Mr. Gengiz believes that this kind of behavior is tacitly encouraged by the authorities. He writes in the same column, “Don’t think that we don’t have laws punishing hate speech. We have article 216 of the Turkish Penal Code [TCK], which clearly and absolutely punishes any form of hate speech. However, when it comes to minorities, prosecutors are completely blind to hate speech. Those prosecutors who are so vigilant against any alleged insult towards the prime minister or the president become totally inactive in situations showing textbook examples of racist hate speech.”
It is this kind of hatred that has kept me from setting my foot on Turkish soil. Once on a cruise of the Greek isles, the ship docked at an island or peninsula called Kusadasi, which was part of Turkey. Despite the historic and Biblical significance of the site, I refused to disembark. I had a feeling that I would be greeted by the skeletons of our intellectuals arrested on April 24.

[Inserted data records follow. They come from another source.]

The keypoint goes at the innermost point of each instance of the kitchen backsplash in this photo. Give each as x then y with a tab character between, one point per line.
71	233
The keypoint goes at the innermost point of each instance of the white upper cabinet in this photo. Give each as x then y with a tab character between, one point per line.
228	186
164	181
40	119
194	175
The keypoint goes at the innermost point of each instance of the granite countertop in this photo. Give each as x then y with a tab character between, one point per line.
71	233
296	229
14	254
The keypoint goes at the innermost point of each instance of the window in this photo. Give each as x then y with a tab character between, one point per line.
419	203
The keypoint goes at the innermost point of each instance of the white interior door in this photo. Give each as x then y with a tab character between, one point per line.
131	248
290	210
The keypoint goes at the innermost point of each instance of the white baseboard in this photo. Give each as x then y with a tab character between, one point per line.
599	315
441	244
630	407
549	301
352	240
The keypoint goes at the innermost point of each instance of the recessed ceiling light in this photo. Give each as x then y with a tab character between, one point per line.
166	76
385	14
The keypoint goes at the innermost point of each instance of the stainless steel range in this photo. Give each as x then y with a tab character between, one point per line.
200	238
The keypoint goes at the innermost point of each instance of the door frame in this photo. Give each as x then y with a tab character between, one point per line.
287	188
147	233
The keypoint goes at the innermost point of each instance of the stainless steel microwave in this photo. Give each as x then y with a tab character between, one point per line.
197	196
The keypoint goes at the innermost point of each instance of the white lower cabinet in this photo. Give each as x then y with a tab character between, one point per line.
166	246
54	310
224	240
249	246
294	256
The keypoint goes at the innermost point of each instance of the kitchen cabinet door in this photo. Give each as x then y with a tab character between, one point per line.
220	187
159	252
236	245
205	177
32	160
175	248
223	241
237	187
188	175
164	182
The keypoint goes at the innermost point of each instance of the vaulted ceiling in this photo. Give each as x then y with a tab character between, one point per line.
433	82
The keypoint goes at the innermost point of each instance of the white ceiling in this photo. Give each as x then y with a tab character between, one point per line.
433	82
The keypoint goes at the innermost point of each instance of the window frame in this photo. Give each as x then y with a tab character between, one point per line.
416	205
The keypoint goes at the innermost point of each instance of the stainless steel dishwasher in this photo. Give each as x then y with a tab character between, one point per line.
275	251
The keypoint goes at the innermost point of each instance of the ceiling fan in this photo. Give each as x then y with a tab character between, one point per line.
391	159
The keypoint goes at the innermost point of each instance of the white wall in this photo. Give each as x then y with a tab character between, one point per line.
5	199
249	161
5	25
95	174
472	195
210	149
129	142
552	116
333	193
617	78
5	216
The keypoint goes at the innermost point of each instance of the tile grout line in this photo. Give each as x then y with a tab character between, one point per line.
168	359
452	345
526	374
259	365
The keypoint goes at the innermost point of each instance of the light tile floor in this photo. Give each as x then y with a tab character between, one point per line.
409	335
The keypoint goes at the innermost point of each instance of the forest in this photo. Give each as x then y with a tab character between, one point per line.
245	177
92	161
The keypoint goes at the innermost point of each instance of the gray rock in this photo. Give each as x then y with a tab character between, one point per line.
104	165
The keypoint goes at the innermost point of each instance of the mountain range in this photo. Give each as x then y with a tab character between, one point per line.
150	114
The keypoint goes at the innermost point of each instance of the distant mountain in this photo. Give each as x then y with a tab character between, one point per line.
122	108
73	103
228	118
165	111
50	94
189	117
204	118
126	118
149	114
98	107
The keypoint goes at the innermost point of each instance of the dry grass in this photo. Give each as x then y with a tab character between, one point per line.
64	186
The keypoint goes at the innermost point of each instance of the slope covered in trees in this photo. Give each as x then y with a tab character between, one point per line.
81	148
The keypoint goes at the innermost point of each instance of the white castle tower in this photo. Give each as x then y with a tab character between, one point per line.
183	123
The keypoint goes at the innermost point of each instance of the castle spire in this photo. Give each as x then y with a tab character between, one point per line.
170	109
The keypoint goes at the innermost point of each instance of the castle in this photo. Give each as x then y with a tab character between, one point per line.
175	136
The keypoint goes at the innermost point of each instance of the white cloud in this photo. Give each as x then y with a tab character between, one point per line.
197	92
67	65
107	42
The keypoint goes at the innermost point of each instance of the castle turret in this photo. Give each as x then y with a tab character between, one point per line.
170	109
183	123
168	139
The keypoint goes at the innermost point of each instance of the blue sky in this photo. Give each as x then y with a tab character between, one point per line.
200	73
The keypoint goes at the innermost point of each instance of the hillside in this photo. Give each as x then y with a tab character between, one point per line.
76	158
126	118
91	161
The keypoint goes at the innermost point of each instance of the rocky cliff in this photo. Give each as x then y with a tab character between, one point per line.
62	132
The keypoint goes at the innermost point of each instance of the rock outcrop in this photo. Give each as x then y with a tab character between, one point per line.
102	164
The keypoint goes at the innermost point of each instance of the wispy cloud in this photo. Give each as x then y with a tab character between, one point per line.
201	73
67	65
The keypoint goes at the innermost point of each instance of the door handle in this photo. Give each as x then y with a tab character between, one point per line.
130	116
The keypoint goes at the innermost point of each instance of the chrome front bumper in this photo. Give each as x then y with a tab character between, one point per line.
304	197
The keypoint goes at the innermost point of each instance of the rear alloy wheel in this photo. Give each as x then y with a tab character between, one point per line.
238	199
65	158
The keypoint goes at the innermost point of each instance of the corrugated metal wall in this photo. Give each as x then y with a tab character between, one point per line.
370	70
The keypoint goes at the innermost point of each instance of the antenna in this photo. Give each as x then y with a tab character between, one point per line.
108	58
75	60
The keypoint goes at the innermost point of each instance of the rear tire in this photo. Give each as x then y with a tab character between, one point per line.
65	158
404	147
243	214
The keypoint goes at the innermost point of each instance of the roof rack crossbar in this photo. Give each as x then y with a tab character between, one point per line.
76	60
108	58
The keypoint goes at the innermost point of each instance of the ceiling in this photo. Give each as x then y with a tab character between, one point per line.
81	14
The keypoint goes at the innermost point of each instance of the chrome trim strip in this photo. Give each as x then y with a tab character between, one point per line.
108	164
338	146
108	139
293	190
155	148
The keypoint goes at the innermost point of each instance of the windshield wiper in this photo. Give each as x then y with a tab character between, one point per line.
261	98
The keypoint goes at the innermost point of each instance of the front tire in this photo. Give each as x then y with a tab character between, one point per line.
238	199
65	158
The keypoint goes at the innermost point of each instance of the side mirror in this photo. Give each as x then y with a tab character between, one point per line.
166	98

It is perfectly understandable for Armenians to hate the Turks. But the Turkish hatred is baffling. They murdered and deported the entire Armenian population from its historic homeland; they took over our properties and wealth and they continue hating the victim.
No matter how civilized we may become, we cannot overcome our hatred towards monstrous acts that were committed against our people.
For example, I hate the criminal who crushed Krikor Zohrab’s skull. I hate the gendarme who cut Taniel Varoujan’s fingers off and blinded him before extinguishing his genius. I hate the governor of Van, Jevdet Pasha, who nailed horseshoes on the soles of Armenian men and paraded them in the streets. I hate Deir Zor Police Chief Mustafa Sidki, who drowned 2,000 Armenian orphans in the Euphrates River. I hate the soldier who slit the womb of a pregnant Armenian woman to win a bet on the gender of the fetus.
As love is human, so is hatred. Any individual who fails to hate the above monstrous acts certainly lacks humanity.
The writer Vartkes Petrossyan has asked the rhetorical question: “Does it mean that my grandchild will continue hating the Turk’s grandchild, from generation to generation?”
It looks like a hundred years on, the hatred transcends generations.
Petrossyan made another statement which ties our destinies together: “Unfortunately, one’s homeland is not a hotel, from where you can pack up and move at will.”
We seem to be in a bind. And yet, a recent incident made me think more deeply about that destiny and about the continuation of that hatred and human nature.
I was in a small Canadian city where I hailed a cab for a short ride. The driver was a slim young woman. Her accent betrayed her Middle Eastern roots.
“Where are you from?” I asked.
“From Turkey,” she replied.
I continued my conversation in Turkish. She was stunned.
“I haven’t heard anyone speaking Turkish in this town for a long time. This is kismet for me. I will have good business today.”
“I wish that you do,” I replied.
“Do you go back to Turkey often?” she asked.
“I have never been to Turkey and most probably never will. I am an Armenian,” I said.
She held my hand as if an electric shock had gone through her.
“I am sorry for the 1915 Genocide,” she said.
“I am sorry, too. I wish that your government would say the same.”
“Everyone has to clear his conscience in his turn. Today is my turn,” she said.
We had reached our destination. I did not ask her name, nor did she ask mine. She refused to take the cab fare. Although the fare did not compensate for my mother’s Inçirlik property, which is now leased by Turkey to the US as an airbase, I did not mind, because this exchange had transformed from arriving at a physical destination to an emotional coming together.
She came closer and asked coyly, “Do you permit me to hug you?”
I nodded.
Her entire body was shivering as she sobbed. I could not hold back my own tears.
She was no longer a Turk, nor was I an Armenian.
We were just two human beings, grieving together over one and a half million lost souls.